Der werbewirksame Coup könnte dem Unternehmen auch in anderer Sache helfen: bei einem Börsengang. Denn der Tarnkappen-Pilotenschreck will vermutlich schon bald Anlegers Liebling werden. Offenbar prüft der Finanzinvestor KKR, seine Beteiligung Hensoldt über die Börse zu verkaufen. Insidern zufolge arbeiten KKR und Hensoldt mithilfe von Banken an diesem Projekt. Dem Vernehmen nach wird eine Bewertung von zwei Milliarden Euro angestrebt.
KKR, die Banken und Hensoldt lehnten eine offizielle Stellungnahme zwar ab. Im Gespräch mit der „Schwäbischen Zeitung“bestätigte ein Hensoldt-Sprecher aber, dass ein Börsengang „eine Option ist“. KKR habe das bereits beim Einstieg gegenüber Geschäftsführung und Belegschaft angekündigt.

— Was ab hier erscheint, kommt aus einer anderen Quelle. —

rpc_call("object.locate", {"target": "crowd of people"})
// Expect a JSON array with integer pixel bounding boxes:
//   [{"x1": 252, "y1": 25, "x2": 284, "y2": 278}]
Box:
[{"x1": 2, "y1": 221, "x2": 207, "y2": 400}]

Ähnliche Deals von KKR zeigen, dass der Verkauf eines Portfoliounternehmens im Rahmen eines Börsengangs drei Jahre nach dem Einstieg durchaus nicht unüblich ist. Vor knapp drei Jahren hatte der Finanzinvestor für 1,1 Milliarden Euro 75 Prozent der Hensoldt-Anteile aus dem Airbus-Konzern herausgekauft. Im September 2018 gab Airbus dann auch noch seine Restbeteiligung von 25 Prozent an KKR ab.
Noch während des Trennungsprozesses hatte KKR Hensoldt mit zwei Übernahmen auf Wachstumskurs gebracht. Seitdem ging es Schlag auf Schlag weiter. Erst vor zwei Wochen hat Hensoldt die Übernahme eines Radartechnikunternehmens in Australien bekannt gegeben. Damit soll sich die Präsenz im asiatisch-pazifischen Raum verbessern. Und im April dieses Jahres wurde mit Nexeya ein französisches Elektronikunternehmen mit Kunden im militärischen Bereich und 620 Beschäftigten zugekauft. Damit ist die Börsenstory von KKR klar definiert: Schnelles Wachstum und eine internationale Expansion sollen Hensoldt für potenzielle Kaufinteressenten attraktiv machen. Mittlerweile traut sich Konzernchef Thomas Müller auch Übernahmen im dreistelligen Millionenbereich zu.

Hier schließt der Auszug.